Building a RAG Chatbot using Llamaindex, Groq with Llama3 & Chainlit

Published in

GoPenAI

11 min readMay 16, 2024

What is RAG?

Retrieval Augmented Generation (RAG) is a language model that combines the strengths of retrieval-based and generation-based approaches to generate high-quality text. Here’s a breakdown of how it works:

Retrieval-based approach: In traditional retrieval-based models, the model retrieves a set of relevant documents or passages from a large corpus and uses them to generate the final output. This approach is effective for tasks like question answering, where the model can retrieve relevant passages and use them to create the answer.

Generation-based approach: On the other hand, generation-based models generate text from scratch, using a language model to predict the next word or token in the sequence. This approach is effective for tasks like text summarization, where the model can generate a concise summary of a long piece of text.

Retrieval-Augmented Generation (RAG): RAG combines the strengths of both approaches by using a retrieval-based model to retrieve relevant documents or passages, and then using a generation-based model to generate the final output. The retrieved documents serve as a starting point for the generation process, providing the model with a solid foundation for developing high-quality text.

Here’s how RAG works:

Retrieval: The model retrieves a set of relevant documents or passages from a large corpus, using techniques like nearest neighbour search or dense retrieval.
Encoding: The retrieved documents are encoded using a neural network, generating a set of dense vectors that capture the semantic meaning of each document.
Generation: The encoded documents are used as input to a generation-based model, which generates the final output text.
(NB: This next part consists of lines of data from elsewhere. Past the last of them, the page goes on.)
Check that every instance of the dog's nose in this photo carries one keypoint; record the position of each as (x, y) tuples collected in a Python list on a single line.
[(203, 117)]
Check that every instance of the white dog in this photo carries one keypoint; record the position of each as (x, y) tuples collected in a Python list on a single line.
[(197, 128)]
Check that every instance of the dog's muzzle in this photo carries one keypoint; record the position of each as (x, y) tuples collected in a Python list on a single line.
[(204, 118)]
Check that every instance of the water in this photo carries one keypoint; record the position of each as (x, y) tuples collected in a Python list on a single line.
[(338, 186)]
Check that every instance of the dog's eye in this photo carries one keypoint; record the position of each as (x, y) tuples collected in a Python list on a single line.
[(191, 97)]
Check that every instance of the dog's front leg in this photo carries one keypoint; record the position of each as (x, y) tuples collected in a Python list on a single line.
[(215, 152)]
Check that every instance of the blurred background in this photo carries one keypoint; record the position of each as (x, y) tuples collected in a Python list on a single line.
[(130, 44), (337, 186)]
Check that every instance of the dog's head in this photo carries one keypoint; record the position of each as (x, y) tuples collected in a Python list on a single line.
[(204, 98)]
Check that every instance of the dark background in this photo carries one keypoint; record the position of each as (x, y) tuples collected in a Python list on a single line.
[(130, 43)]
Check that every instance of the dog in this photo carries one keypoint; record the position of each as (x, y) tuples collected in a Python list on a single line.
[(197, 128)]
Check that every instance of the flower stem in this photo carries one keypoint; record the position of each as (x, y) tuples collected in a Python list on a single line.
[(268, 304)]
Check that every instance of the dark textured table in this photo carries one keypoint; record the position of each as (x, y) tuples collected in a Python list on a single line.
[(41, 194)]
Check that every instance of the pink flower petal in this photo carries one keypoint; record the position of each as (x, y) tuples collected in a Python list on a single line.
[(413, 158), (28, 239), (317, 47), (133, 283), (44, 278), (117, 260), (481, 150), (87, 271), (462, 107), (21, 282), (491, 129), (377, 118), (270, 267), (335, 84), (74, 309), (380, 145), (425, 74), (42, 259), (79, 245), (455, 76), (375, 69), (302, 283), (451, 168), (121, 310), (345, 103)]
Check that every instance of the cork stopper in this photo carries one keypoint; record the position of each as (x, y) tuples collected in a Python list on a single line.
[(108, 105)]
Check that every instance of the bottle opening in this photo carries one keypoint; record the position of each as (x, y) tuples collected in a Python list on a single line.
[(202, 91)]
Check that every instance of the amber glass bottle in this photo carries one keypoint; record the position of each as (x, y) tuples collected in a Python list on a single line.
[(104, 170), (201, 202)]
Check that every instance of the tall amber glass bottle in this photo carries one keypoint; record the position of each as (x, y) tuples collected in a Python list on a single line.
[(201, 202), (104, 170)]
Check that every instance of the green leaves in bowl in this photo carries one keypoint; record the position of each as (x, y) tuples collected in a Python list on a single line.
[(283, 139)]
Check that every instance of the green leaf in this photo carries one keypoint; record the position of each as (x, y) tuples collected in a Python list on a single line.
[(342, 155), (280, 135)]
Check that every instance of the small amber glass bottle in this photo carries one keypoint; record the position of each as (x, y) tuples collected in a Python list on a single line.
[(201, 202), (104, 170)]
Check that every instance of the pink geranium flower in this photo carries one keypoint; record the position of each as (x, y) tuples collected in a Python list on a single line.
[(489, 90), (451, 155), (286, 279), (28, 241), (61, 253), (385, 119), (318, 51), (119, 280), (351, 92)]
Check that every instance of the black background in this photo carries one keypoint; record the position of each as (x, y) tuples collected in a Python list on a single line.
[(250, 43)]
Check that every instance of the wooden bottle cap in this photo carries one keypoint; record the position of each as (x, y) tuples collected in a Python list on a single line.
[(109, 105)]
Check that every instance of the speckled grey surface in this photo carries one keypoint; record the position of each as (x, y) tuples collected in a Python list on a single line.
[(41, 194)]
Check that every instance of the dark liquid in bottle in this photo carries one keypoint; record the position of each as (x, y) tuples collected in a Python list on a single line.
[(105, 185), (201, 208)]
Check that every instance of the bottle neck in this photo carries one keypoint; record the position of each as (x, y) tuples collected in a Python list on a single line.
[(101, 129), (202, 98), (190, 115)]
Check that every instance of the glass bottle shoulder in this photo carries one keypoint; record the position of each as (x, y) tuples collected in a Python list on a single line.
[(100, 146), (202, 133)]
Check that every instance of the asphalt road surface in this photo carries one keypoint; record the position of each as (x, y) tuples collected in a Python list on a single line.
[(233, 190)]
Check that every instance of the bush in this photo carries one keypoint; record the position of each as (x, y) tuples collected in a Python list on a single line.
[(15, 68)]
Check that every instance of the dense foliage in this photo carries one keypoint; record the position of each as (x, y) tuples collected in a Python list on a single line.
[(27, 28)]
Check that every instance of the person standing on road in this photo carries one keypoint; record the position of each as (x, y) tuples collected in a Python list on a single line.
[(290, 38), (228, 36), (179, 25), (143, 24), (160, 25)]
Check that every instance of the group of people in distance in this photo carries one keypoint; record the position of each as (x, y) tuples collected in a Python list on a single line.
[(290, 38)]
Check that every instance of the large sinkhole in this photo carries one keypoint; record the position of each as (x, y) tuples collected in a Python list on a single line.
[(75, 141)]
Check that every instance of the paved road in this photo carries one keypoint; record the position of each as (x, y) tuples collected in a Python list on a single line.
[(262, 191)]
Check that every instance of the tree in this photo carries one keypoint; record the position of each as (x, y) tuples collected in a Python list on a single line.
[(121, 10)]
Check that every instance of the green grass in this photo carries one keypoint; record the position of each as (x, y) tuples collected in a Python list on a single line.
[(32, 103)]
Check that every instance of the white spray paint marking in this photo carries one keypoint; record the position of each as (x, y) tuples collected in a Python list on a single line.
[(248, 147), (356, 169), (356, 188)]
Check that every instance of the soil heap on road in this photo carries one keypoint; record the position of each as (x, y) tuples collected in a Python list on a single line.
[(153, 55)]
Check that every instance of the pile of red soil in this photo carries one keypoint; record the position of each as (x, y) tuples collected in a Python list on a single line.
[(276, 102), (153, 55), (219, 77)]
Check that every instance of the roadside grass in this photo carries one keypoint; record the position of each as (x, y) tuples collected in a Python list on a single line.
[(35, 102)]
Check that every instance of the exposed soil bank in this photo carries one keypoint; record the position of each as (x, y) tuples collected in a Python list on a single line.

The generation model can be a traditional language model, a sequence-to-sequence model, or a transformer-based model.
Post-processing: The generated text may undergo post-processing, such as editing or refinement, to further improve its quality.

RAG has several advantages over traditional retrieval-based and generation-based approaches:

Improved accuracy: RAG combines the strengths of both approaches, allowing it to generate high-quality text that is both accurate and informative.
Flexibility: RAG can be used for a wide range of NLP tasks, including text summarization, question answering, and text generation.
Scalability: RAG can handle large volumes of data and scale to meet the demands of large-scale NLP applications.

Applications of RAG:

Question Answering: RAG can be used to answer complex questions by retrieving relevant documents and generating accurate answers.
Text Summarization: RAG can be used to summarize long documents by retrieving key points and generating a concise summary.
Text Generation: RAG can be used to generate high-quality text on a given topic or prompt by retrieving relevant documents and generating coherent text.
Chatbots and Conversational AI: RAG can be used to power chatbots and conversational AI systems that can engage in natural-sounding conversations.

To sum up RAG allows LLMs to work on your custom input data.

Benefits of Llamaindex usage in RAG

Loading Data:

Llamaindex uses “connectors” to ingest data from various sources like text files, PDFs, websites, databases, or APIs into “Documents”. Documents are then split into smaller “Nodes” which represent chunks of the original data.

Indexing Data

Llamaindex generates “vector embeddings” for the Nodes, which are numerical representations of the text. These embeddings are stored in a specialized “vector store” database optimized for fast retrieval. Popular vector databases used with LlamaIndex include Weaviate and Elasticsearch.

Querying

When a user submits a query, Llamaindex converts it into an embedding and uses a “retriever” to efficiently find the most relevant Nodes from the index. Retrievers define the strategy for retrieving relevant context, while “routers” determine which retriever to use. “Node postprocessors” can apply transformations, filtering or re-ranking to the retrieved Nodes. Finally, a “response synthesizer” generates the final answer by passing the user query and retrieved Nodes to an LLM.

Advanced Methods

Llamaindex supports advanced RAG techniques to optimize performance:

Pre-retrieval optimizations like sentence window retrieval, data cleaning, and metadata addition.
Retrieval optimizations like multi-index strategies and hybrid search.
Post-retrieval optimizations like re-ranking retrieved Nodes.

By leveraging Llamaindex, you can build production-ready RAG pipelines that combine the knowledge of large language models with real-time access to relevant data. The framework provides abstractions for each stage of the RAG process, making it easier to compose and customize your pipeline.

RAG Pipeline

Now that we’ve got an understanding of how RAG works and how we can plug it up into Llamaindex modules, let's head onto the code implementation.

Open up IDE and start hacking! Following Python implementation needs to install the given packages below:

pip install llama-index

Once installed into our Python interpreter we can import them onto Jupyter Notebook or code file:

from llama_index.core import (
    VectorStoreIndex, 
    SimpleDirectoryReader, 
    StorageContext, 
    ServiceContext, 
    load_index_from_storage
)
from llama_index.core.node_parser import SemanticSplitterNodeParser
from llama_index.embeddings.gemini import GeminiEmbedding
from llama_index.llms.groq import Groq

Data Ingestion

The first step in this RAG pipeline would be to load data. This could be of any format such as PDF, text, code or markdown files, SQL DB, whichever we wish to plug in.

Llamaindex offers a range of data loaders. Be it a local file store or an external one such as Google Drive or MongoDb store Llamaindex has got everything covered.

reader = SimpleDirectoryReader(input_dir="path/to/directory")
documents = reader.load_data()

SimpleDirectoryReader module allows cross-format files/folders to load from the local system.

Parameters:

input_dir — defines the local directory path which contains files to load. To read from subdirectories set recursive=True.

input_files — defines a list of files that will be included to load.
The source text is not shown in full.